Sunday, 20 April 2008

Banana bread - improved version

This was a much improved version from earlier attempts at banana bread (as seen here). I followed a different recipe and it worked much better. The bread rose and filled out the loaf tin more and the bread/cake is also more dense and bread-like. The crust is crisp and the insides are sweet and moist with the mashed bananas. It definitely got the seal of approval from AP and his colleagues! (He always bring extra banana bread or other baked items into work.)

The flavour of bananas develop and intensify as they ripen so the best bananas to use for baking are overripe ones, especially those that are turning brown or thoroughly specked and no longer ideal for eating. So don't throw those old bananas out! Turn them into mouthwatering banana bread.

This has been submitted to Not Quite Nigella's Banana Bread bakeoff event. The deadline is 12th of May so there's plenty of time to make your own and join the event.

Improved banana bread 3

(Recipe based on Joy of Baking)

Ingredients (makes about 10 thick slices):

250g/ 2 cups plain flour
150g/ 3/4 cups caster sugar
1 tsp baking powder
1/4 tsp baking soda
1/4 tsp salt
1/2 tsp ground cinnamon
2 large eggs, lightly beaten
115g/ 1/2 cup unsalted butter, melted and cooled
3 large or 4 medium very ripe bananas, mashed
1 tsp vanilla extract
100g chopped walnuts or pecans (optional)
Extra slices of bananas to garnish (optional)

Method:
1. Preheat oven to 180 degrees C/gas mark 4. Grease the bottom and sides of a 9 inch loaf tin, or line with grease proof paper.
2. In a large bowl combine the dry ingredients - flour, sugar, baking powder, baking soda, salt, cinnamon, and nuts. In another bowl, combine the wet ingredients - mashed bananas, eggs, melted butter, and vanilla.
3. Using a rubber spatula or wooden spoon, lightly fold the dry ingredients into the wet ingredients bit by bit, just until combined and the batter is thick and chunky. **IMPORTANT: Do not overmix the batter** There should still be traces of flour. Over mixing will result in tough bread.
4. Pour the batter into the loaf tin. Decorate the top with slices of bananas if desired. Bake in the middle of the oven for 60 minutes, until the bread is golden brown and a skewer inserted in the center comes out clean. If the top is browning too quickly while the middle is still undercooked, place a sheet of foil across the top of the loaf and continue baking for another 5-10 minutes.
5. Place the tin on a wire rack to cool and then remove the bread from the loaf tin. Serve warm or at room temperature. The bread is easier to slice when it has cooled down.

15 comments:

VeggieGirl said...

There's nothing better than a dense, flavor-packed loaf of banana bread - yum!! Glad that this version was a winner for you!!

Kevin said...

Nice looking banana bread! Banana bread is one of my favorites and I have been making it a lot lately.

tigerfish said...

Very dense banana bread - it looks like carrot cake from this picture, just that it's of pale brown. Give me some coffee and I'll be enjoying myself :)

didally said...

These bread looks so delicious. I think I should try baking them someday, instead of my usual banana cake.

Nilmandra said...

Thanks for the comments, folks. I'm really happy that this recipe turned out much better than my last one. Definitely a keeper.

diva said...

the older the banana, the richer the taste and more moist it gets. love it! your banana bread looks amazing

noble pig said...

Oh how lovely and warming this looks! Just divine.

Brilynn said...

I love banana bread, I just made some tonight!

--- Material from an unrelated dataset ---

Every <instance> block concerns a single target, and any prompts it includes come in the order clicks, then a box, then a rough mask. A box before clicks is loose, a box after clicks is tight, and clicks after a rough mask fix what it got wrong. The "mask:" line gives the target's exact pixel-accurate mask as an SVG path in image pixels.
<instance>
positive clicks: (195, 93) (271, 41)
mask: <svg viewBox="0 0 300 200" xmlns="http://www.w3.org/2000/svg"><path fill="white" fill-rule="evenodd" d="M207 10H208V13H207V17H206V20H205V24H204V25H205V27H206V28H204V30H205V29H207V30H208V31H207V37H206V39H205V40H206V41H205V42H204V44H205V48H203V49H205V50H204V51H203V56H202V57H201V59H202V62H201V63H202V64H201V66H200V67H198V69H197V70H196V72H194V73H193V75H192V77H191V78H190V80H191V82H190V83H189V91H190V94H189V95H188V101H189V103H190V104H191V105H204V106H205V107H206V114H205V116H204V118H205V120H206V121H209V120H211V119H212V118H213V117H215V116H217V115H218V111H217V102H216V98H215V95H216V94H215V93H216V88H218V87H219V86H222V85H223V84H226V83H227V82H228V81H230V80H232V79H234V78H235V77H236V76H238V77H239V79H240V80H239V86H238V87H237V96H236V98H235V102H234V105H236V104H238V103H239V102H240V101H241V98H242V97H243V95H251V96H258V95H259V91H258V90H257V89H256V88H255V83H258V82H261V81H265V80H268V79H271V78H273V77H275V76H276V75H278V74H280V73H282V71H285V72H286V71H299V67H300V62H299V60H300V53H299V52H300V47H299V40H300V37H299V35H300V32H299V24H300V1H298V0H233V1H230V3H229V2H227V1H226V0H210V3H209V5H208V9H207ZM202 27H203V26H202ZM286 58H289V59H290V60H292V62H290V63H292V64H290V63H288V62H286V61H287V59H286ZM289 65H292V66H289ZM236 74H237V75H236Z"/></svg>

Celine Asril of Black.Salt said...

omg another banana bread! is it BB season or what? I've found a few around the blogosphere already, and Not Quite Nigella's hosting an event with it. You should participate! I just made a batch and am waiting for more bananas to turn black to make another :)

Nilmandra said...

Diva: Exactly. I'm quite happy to have some leftover old bananas, because that's perfect for banana bread or muffins :)

Celine: Ah yes, I think I've bookmarked that blog event announcement somewhere. Thanks for reminding me!

Noble Pig and Brilynn: Thanks!

Celine said...

hurry up and ripen, pretty little bananas on top of fridge, so that I can ease the just-popped-up-after-seeing-this-post craving I have!

Nilmandra said...

Celine: LOL. I know that making use of leftover bananas is the great thing about making banana bread, but I too often feel like baking when I have fresh or even non bananas at home!

Elsye said...

wow wow...your banana bread really pretty...I'm drolling over my computer..:P..

Yours is better than mine...indeed..!..love the texture and color...

I would like to try later...:D, thanks for the recipe

Zoe said...

i've finally done my own! after a year of waiting! thanks for the recipe!!!!!!

Anonymous said...

oh my goodness, i put this banana bread in the oven 10mins ago and it smells wonderful! its rising beautifully too! Thankyou so much! Can't wait to try it!